Avaaz und Syrien

Am 23. April 2012 ging ein Artikel online, worin ich über die größte Spenden- und Kampagnenmaschine der Welt, Avaaz (aktuell ca. 16 Millionen “Mitglieder”), bis dato Unbekanntes zutage förderte. Der Artikel erfreut sich ungebrochener Beliebtheit.

Ankhar Kochneva (Quelle: Facebook)

Kürzlich stolperte ich über eine Aussage der syrisch-ukrainischen Journalistin Ankhar Kochneva, die eine seltsame Begegnung mit der Avaaz-Kampagnendirektorin Stefanie Brancaforte in Moskau hatte.

Jedoch der Reihe nach: Ankhar Kochneva ist eine in Damaskus lebende, arabisch sprechende freie Journalstin, die auch einen Blog führt(e). Sie reiste viel in Syrien, insbesondere, um Informationen über die Rebellenmilizen zu erhalten. Das brachte ihr wiederholt Todesdrohungen ein. Durch ihre Sprachkenntnisse konnte Kochneva viel tiefere Einblicke gewinnen als so mancher westliche Journalist. Darüber gab sie Russia Today (RT) zweimal ein Interview, dem man viele Details und Informationen entnehmen kann, die man andernorts nicht findet.

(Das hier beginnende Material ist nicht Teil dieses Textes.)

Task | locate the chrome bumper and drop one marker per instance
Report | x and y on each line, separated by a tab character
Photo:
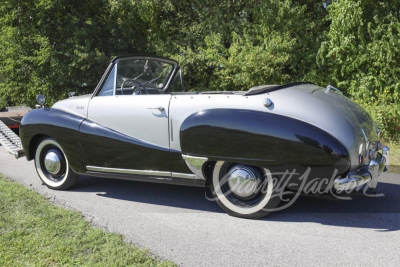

In einem Interview vom 8. Juli 2012 bei RT erklärt sie u. a., wie es zu den syrischen Flüchtlingsströmen in die Türkei kam: Rebellen kanalisierten die Einwohner von umkämpften Ortschaften Richtung Türkei,  indem sie ihnen den Weg zu anderen Straßen abschnitten. (Normalerweise hätten sie versucht, bei Verwandten unterzukommen). Kochneva berichtet von eklatanten Menschenrechtsverletzungen der Rebellenmilizen wie Entführungen und Folter auch an Kindern, Ermordungen von christlichen Priestern und sogar eines Mufti-Sohnes etc.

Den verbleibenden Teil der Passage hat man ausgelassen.